Finds the medoid of n points efficiently, approximately O(n log^2 n): brute force takes O(n^2) time.
This is a codebase to reproduce all the figures and numerical results in the paper titled - "Ultra Fast Medoid Identification via Correlated Sequential Halving". Please reach out to me at tavorb "at" stanford.edu if you have any questions on how to run the code or replicate results.
- All the figures can be viewed and generated via ipython notebooks in 'figure' folder
- The above figures are generated from experiments, which can be re-generated using the following code
- python algorithm_rand.py --dataset *** --num_exp 1000 --num_jobs 32 --verbose False
- python algorithm_brute.py --dataset *** --num_exp 1 --num_jobs 1 --verbose False
- python algorithm_meddit.py --dataset *** --num_exp 1000 --num_jobs 32 --verbose False
- python algorithm_correlated.py --dataset *** --num_exp 1000 --num_jobs 32 --verbose False
- budget can be modified by changing valRange in algorithm_correlated.py. Can perform 'doubling trick' to search and find a good budget.
With the following options:
- dataset - name of the dataset (rnaseq20k, netflix20k, netflix100k, mnist)
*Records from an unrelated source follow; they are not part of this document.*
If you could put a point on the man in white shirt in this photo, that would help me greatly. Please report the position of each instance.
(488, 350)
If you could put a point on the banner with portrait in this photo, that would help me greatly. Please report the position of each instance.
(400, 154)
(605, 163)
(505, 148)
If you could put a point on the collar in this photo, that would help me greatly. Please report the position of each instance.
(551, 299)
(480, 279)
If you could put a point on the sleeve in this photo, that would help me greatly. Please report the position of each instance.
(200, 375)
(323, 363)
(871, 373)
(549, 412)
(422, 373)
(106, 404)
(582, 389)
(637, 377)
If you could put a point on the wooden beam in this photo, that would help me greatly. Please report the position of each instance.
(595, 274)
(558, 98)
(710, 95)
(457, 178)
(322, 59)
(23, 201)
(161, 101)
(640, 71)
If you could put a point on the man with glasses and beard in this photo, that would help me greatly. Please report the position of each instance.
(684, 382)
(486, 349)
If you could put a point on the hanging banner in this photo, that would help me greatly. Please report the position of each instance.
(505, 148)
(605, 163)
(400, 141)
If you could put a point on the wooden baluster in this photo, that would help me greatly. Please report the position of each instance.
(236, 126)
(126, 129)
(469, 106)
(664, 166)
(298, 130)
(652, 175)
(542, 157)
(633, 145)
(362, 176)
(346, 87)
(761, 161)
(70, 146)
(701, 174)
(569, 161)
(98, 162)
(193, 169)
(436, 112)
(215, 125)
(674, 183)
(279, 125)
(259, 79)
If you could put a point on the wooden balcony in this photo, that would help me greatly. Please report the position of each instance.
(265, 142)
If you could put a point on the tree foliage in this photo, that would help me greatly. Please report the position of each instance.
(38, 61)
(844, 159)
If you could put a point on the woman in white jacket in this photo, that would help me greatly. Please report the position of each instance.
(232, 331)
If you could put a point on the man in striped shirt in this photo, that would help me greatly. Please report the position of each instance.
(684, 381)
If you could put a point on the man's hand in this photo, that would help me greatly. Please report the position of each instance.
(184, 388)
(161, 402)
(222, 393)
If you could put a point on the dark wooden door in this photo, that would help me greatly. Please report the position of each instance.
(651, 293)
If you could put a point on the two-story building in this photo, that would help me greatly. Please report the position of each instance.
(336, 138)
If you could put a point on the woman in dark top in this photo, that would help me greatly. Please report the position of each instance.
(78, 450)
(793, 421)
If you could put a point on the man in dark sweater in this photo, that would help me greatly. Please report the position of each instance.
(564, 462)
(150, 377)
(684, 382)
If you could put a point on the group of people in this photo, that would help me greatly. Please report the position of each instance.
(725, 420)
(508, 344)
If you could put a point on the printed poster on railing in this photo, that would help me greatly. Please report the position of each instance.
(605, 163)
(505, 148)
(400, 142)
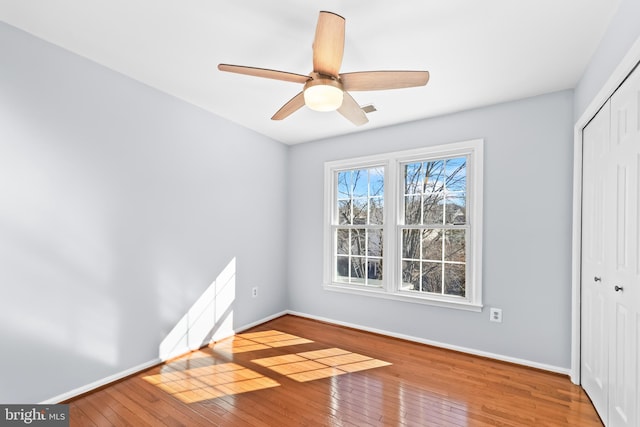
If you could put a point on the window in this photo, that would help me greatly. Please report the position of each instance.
(407, 225)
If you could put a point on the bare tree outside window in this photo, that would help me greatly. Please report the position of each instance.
(435, 232)
(359, 235)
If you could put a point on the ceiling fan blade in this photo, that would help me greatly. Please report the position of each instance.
(352, 111)
(328, 46)
(264, 72)
(293, 105)
(381, 80)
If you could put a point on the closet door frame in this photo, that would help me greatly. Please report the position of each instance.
(628, 63)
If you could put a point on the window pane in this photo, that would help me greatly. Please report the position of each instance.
(411, 275)
(432, 277)
(413, 178)
(455, 245)
(412, 211)
(376, 205)
(344, 185)
(358, 270)
(344, 212)
(432, 245)
(360, 182)
(342, 242)
(360, 211)
(374, 247)
(374, 272)
(411, 244)
(433, 208)
(434, 182)
(376, 182)
(456, 174)
(358, 239)
(454, 279)
(456, 211)
(342, 269)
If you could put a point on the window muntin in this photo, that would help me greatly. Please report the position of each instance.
(415, 216)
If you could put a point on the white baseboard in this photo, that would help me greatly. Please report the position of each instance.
(139, 368)
(503, 358)
(101, 382)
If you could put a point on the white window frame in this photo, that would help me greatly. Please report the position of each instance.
(392, 211)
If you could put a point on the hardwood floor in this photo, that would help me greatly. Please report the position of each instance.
(293, 371)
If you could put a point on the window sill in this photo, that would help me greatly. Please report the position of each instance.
(404, 296)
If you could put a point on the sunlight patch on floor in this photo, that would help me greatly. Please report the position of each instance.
(313, 365)
(253, 341)
(209, 382)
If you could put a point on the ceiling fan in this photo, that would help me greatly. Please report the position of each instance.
(325, 88)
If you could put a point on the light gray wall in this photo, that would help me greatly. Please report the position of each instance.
(119, 206)
(527, 231)
(622, 32)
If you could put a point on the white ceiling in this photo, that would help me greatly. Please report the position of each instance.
(478, 52)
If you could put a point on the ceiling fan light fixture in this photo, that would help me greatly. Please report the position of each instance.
(323, 95)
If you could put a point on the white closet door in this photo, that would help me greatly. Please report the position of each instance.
(596, 298)
(622, 243)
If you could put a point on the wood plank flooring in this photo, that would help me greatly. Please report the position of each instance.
(293, 371)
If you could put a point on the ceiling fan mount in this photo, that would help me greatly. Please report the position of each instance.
(325, 88)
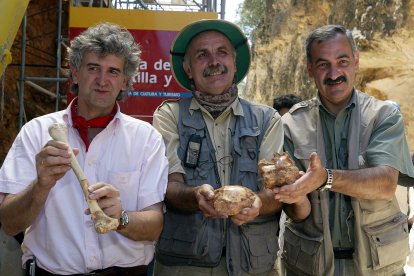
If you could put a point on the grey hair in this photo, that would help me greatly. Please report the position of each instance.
(327, 32)
(104, 39)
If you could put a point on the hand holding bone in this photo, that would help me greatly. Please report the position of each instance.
(103, 223)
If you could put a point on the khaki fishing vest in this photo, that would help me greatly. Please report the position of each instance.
(191, 238)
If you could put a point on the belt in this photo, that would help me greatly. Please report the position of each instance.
(343, 253)
(140, 270)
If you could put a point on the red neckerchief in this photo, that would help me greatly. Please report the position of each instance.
(82, 125)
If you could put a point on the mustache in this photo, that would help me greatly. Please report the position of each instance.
(213, 69)
(335, 81)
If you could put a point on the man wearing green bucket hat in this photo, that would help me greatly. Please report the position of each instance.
(216, 139)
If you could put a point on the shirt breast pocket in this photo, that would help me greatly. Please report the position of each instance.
(128, 185)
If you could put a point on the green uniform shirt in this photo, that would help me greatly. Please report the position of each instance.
(335, 135)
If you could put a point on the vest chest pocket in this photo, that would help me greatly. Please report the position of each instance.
(301, 253)
(388, 240)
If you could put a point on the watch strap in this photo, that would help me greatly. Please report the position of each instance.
(123, 220)
(329, 181)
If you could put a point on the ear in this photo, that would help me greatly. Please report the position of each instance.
(357, 60)
(309, 69)
(187, 70)
(74, 74)
(124, 84)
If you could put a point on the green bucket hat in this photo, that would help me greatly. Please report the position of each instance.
(230, 30)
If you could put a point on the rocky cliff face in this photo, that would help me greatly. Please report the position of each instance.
(383, 29)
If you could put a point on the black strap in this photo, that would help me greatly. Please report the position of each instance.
(19, 237)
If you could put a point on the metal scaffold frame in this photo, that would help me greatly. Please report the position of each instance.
(62, 40)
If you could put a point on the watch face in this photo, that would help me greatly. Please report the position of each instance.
(124, 220)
- netflix dataset not included on github due to size, downloadable at https://www.kaggle.com/netflix-inc/netflix-prize-data
- MNIST command deprecated
- num_exp - Number of total experiments
- num_jobs - Number of experiments run parallely
- Dependencies: tables and h5py are used in loading rnaseq data, can be installed with python -m pip install h5py. Code is compatible with both Python 2 and 3.